Andrew Johnston’s latest book of poems, Fits & Starts, was published by Victoria University Press in March 2016. His other books include Sol (2007), Birds of Europe (2000), The Sounds (1996) and How to Talk (1993), which won the 1994 New Zealand Book Award for Poetry. Andrew has lived in France since 1997. After 25 years in journalism, he is now a trainer, editor and consultant for UN agencies and NGOs.
'‘The Otorhinolaryngologist’ was written after a visit to a charming but quite old-fashioned ear, nose and throat specialist. The beginning and the end of the poem are true enough. The bit in the middle tries to evoke the incredible sensation of sitting in a dark room with a lightbulb in your mouth. My psychiatrist says this poem is a very good description of a manic episode.
‘Echo in Limbo’ is a sequence of 26 poems based extremely loosely on the first 26 books of the King James Bible. I like the ancient weirdness of the Old Testament, the patchwork of different genres and voices. Rather incongruously, the sequence channels the mythical figure of Echo, the nymph condemned to repeat others’ words, who fell in love with Narcissus and consequently pined away. I often have the sense that something terribly important is missing from my life but I’m not sure what it is. The poem uses Echo’s unrequited love as a way of finding images for that experience.
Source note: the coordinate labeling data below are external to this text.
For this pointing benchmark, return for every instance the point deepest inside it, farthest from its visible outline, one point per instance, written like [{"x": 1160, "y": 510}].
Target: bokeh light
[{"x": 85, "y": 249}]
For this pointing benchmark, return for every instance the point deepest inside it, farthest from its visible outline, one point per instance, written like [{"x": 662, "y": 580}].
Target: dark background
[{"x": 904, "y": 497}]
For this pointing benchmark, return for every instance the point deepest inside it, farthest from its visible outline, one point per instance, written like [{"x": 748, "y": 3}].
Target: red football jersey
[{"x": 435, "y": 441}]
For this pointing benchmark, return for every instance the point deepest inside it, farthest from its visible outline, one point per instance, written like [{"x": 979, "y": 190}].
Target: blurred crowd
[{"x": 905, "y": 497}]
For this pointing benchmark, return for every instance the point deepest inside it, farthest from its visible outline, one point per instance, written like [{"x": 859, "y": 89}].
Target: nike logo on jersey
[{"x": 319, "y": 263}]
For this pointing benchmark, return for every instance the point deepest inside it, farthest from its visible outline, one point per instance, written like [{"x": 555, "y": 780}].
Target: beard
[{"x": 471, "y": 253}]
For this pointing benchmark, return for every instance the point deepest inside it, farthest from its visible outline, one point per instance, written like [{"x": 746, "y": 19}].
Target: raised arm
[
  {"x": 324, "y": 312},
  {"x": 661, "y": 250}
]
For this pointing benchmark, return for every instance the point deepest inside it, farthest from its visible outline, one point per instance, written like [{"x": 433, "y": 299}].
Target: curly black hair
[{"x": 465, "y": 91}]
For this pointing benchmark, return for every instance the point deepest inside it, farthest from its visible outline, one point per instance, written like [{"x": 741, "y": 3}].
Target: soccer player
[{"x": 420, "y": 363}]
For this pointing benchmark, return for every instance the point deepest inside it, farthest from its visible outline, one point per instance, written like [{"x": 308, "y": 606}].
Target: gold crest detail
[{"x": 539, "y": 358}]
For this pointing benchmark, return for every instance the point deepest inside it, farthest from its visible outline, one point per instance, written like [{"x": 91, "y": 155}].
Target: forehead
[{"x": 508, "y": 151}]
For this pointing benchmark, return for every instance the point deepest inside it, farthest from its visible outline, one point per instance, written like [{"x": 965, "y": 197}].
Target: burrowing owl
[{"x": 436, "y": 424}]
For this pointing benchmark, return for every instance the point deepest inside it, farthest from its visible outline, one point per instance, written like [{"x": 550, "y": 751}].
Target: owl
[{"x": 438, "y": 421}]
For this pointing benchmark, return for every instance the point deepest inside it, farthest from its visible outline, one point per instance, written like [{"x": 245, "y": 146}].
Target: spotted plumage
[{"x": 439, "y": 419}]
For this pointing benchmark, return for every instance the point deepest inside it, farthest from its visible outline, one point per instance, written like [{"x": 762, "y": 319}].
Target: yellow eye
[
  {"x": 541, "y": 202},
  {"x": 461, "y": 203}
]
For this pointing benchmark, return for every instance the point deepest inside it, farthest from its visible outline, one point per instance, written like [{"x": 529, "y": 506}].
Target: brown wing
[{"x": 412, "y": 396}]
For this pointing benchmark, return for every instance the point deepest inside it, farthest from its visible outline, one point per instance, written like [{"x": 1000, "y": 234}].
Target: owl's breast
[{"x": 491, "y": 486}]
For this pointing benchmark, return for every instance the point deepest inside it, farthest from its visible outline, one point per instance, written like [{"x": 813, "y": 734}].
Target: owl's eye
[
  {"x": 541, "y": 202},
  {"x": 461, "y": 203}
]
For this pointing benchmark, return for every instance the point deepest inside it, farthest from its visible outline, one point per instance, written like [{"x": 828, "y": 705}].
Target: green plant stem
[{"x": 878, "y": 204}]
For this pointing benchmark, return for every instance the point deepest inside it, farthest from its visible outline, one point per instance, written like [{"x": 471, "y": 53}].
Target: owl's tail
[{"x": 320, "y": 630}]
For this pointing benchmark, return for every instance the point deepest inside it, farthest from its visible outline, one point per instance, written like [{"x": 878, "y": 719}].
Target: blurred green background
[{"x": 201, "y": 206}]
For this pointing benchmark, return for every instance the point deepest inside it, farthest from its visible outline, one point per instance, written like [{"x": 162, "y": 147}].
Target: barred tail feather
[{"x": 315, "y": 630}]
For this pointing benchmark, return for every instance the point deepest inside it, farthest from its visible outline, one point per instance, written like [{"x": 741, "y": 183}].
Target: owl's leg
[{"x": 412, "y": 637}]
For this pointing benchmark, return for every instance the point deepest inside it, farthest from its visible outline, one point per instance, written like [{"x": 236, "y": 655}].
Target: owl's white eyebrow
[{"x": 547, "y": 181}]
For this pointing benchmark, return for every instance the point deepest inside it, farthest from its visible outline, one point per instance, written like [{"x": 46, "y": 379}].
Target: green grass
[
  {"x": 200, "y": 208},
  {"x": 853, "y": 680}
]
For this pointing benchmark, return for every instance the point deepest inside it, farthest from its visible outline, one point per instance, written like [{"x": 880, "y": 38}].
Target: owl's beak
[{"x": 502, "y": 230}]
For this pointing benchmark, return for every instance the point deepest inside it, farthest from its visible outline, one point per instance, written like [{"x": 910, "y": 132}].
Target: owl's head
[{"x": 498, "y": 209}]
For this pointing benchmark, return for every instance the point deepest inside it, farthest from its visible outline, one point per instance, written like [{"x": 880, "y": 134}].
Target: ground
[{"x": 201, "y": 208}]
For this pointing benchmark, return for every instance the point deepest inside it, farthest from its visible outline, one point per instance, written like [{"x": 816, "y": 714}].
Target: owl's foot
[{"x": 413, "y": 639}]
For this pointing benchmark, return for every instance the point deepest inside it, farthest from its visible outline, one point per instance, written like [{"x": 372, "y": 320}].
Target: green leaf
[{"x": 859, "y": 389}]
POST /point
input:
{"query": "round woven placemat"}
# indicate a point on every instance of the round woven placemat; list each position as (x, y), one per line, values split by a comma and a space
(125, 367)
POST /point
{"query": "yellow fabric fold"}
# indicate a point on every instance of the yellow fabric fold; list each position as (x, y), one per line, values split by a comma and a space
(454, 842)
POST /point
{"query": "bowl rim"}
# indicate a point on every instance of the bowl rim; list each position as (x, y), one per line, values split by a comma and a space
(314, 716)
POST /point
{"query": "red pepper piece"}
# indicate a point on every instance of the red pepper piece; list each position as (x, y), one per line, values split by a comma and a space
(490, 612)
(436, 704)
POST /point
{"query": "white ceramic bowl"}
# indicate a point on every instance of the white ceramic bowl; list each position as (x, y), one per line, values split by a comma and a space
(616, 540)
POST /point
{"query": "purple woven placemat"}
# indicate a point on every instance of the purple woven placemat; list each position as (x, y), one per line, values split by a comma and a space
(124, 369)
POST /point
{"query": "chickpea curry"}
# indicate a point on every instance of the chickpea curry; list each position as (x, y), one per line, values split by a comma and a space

‘Do You Read Me?’ was started in 2007 when my son Oscar was born. In the radio alphabet (Alpha, Bravo, Charlie, etc) the O word is Oscar and the P word is Papa (which is what he calls me). I’d always loved the words of that alphabet, so I decided to write a poem around each word. I eventually finished the sequence in 2013. To mark my 50th birthday, I made a book of the poems, with illustrations by the artist and designer Sarah Maxey. There were 50 pages, and we made 50 copies, and on my 50th birthday I gave them to my friends. (In 2014 we made a second edition, which you can still get hold of.)